У меня ничего нового нет, молчавшие продолжают молчать…»
«…Меня радует, что есть продвижение „Нестора“[33] в „Литер[атурной] России“. Но, конечно, еще много, много препятствий впереди. Как со сборником — ты не написал мне, как Слуцкий[34] отнесся к нему и какой ему предсказывает гороскоп? Почему ты не пишешь, кто в Малеевке, мне всегда интересно читать твои перечисления с комментариями.
О своих делах не пишу, так как ничего значительного ни со знаком плюс, ни со знаком минус не произошло. Даже Анна Самойловна как-то неопределенно разок позвонила и сказала, что пока рассказа не возьмет, повременит. Меня это немного удивило, ведь прочесть его она во всяком случае могла, независимо от редакционной ситуации.
Березко[35] не подает признаков жизни.
„Сам себя“ чувствую не очень хорошо, вновь подскочило давление. Был у меня вчера Райский — дон Померанцо все пишет и пишет».
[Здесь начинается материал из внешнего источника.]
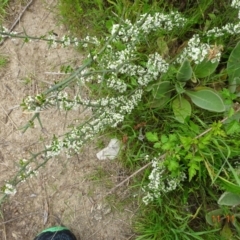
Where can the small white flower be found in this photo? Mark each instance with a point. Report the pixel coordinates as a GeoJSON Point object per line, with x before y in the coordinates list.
{"type": "Point", "coordinates": [10, 189]}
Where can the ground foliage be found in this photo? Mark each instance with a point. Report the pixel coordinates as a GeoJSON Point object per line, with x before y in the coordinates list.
{"type": "Point", "coordinates": [165, 76]}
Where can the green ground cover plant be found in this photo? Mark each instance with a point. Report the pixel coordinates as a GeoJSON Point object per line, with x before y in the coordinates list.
{"type": "Point", "coordinates": [165, 76]}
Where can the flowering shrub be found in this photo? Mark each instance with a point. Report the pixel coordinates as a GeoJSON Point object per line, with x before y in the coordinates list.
{"type": "Point", "coordinates": [127, 73]}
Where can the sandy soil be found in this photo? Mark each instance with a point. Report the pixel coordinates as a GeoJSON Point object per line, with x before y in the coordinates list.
{"type": "Point", "coordinates": [68, 192]}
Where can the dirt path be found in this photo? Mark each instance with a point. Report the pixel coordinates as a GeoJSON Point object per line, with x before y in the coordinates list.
{"type": "Point", "coordinates": [65, 191]}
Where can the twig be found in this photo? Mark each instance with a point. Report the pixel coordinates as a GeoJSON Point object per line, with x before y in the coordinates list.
{"type": "Point", "coordinates": [13, 219]}
{"type": "Point", "coordinates": [134, 174]}
{"type": "Point", "coordinates": [8, 117]}
{"type": "Point", "coordinates": [17, 20]}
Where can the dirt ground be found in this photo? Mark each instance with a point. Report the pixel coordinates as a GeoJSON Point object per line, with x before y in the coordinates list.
{"type": "Point", "coordinates": [66, 191]}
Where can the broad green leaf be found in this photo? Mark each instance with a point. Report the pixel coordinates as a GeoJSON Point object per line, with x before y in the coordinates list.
{"type": "Point", "coordinates": [185, 71]}
{"type": "Point", "coordinates": [214, 216]}
{"type": "Point", "coordinates": [192, 171]}
{"type": "Point", "coordinates": [161, 89]}
{"type": "Point", "coordinates": [229, 199]}
{"type": "Point", "coordinates": [152, 137]}
{"type": "Point", "coordinates": [226, 232]}
{"type": "Point", "coordinates": [234, 84]}
{"type": "Point", "coordinates": [164, 138]}
{"type": "Point", "coordinates": [186, 142]}
{"type": "Point", "coordinates": [160, 103]}
{"type": "Point", "coordinates": [205, 68]}
{"type": "Point", "coordinates": [157, 145]}
{"type": "Point", "coordinates": [207, 99]}
{"type": "Point", "coordinates": [181, 109]}
{"type": "Point", "coordinates": [233, 64]}
{"type": "Point", "coordinates": [162, 46]}
{"type": "Point", "coordinates": [173, 165]}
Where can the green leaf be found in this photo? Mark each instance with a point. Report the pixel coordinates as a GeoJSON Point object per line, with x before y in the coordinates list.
{"type": "Point", "coordinates": [229, 199]}
{"type": "Point", "coordinates": [161, 89]}
{"type": "Point", "coordinates": [233, 127]}
{"type": "Point", "coordinates": [185, 71]}
{"type": "Point", "coordinates": [181, 109]}
{"type": "Point", "coordinates": [226, 232]}
{"type": "Point", "coordinates": [234, 84]}
{"type": "Point", "coordinates": [162, 46]}
{"type": "Point", "coordinates": [233, 64]}
{"type": "Point", "coordinates": [229, 186]}
{"type": "Point", "coordinates": [207, 99]}
{"type": "Point", "coordinates": [157, 145]}
{"type": "Point", "coordinates": [192, 171]}
{"type": "Point", "coordinates": [152, 137]}
{"type": "Point", "coordinates": [213, 217]}
{"type": "Point", "coordinates": [205, 68]}
{"type": "Point", "coordinates": [173, 165]}
{"type": "Point", "coordinates": [160, 103]}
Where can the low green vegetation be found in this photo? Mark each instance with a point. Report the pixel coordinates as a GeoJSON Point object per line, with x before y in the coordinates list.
{"type": "Point", "coordinates": [164, 76]}
{"type": "Point", "coordinates": [3, 5]}
{"type": "Point", "coordinates": [186, 122]}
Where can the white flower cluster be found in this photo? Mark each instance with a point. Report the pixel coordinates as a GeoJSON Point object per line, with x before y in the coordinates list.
{"type": "Point", "coordinates": [110, 114]}
{"type": "Point", "coordinates": [235, 4]}
{"type": "Point", "coordinates": [26, 170]}
{"type": "Point", "coordinates": [155, 66]}
{"type": "Point", "coordinates": [9, 189]}
{"type": "Point", "coordinates": [52, 40]}
{"type": "Point", "coordinates": [5, 30]}
{"type": "Point", "coordinates": [197, 51]}
{"type": "Point", "coordinates": [90, 40]}
{"type": "Point", "coordinates": [116, 84]}
{"type": "Point", "coordinates": [159, 182]}
{"type": "Point", "coordinates": [146, 24]}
«…Катя[36] приехала вчера из Ленинграда. Там дело совсем плохо, у мужа ее сестры оказался рак, от операции врачи отказались, считают, что ничего не даст, его выписали из больницы. Представь, он сам хирург-онколог, но не понимает, что болен раком. Новости все такие печальные. Когда люди стареют, им кажется, что весь мир полон гипертонии, склероза, злокачественных опухолей, стенокардии. А было нам по двадцать лет, и казалось, что ничего, кроме триппера, нет на белом свете.
Анна Самойловна взяла рассказ у меня — шансов нет, мне кажется. Этот жанр определяется — для „редакционного чтения“.
Пиши, когда приедешь. Тебе что, катаешься, как датский сыр в вологодском масле, кругом астрономы да Соколовы-Микитовы…»
В апреле дурные симптомы повторились. Врачи решили уложить Гроссмана в больницу. Накануне майских праздников его устроили в Боткинскую, в палату на двоих. Его соседом был политический обозреватель «Правды» Маринин, чуждый Гроссману, но отвлекавший его от тяжелых мыслей интересной информацией. Оперировать Гроссмана должен был опытный хирург-уролог Гудынский. Врач нам сказал, что болезнь запущена — рак почки, что он удалит почку, но не уверен, что нет метастазов. Перед операцией Гроссман чувствовал себя неплохо. Мы каждый день сидели на лавочке в больничном садике, Василий Семенович был какой-то тихий, примиренный. Раздражали его только больные, их грубость, пустые разговоры, чавканье за столом, — в общем, он уже не смотрел на таких людей, как раньше, «превозмогая обожанье».
Мы ему сказали, что у него нефрит, вещь неприятная, но не опасная, почка не действует, придется ее удалить. Он слушал настороженно, но верил, по крайней мере, мне показалось, что он нам верил. Посещали его Ольга Михайловна, Е. В. Заболоцкая, писатель А. Г. Письменный, дочь Катя. Один раз пришла приехавшая из Харькова в Москву первая его жена, Галина Петровна, он был этим недоволен.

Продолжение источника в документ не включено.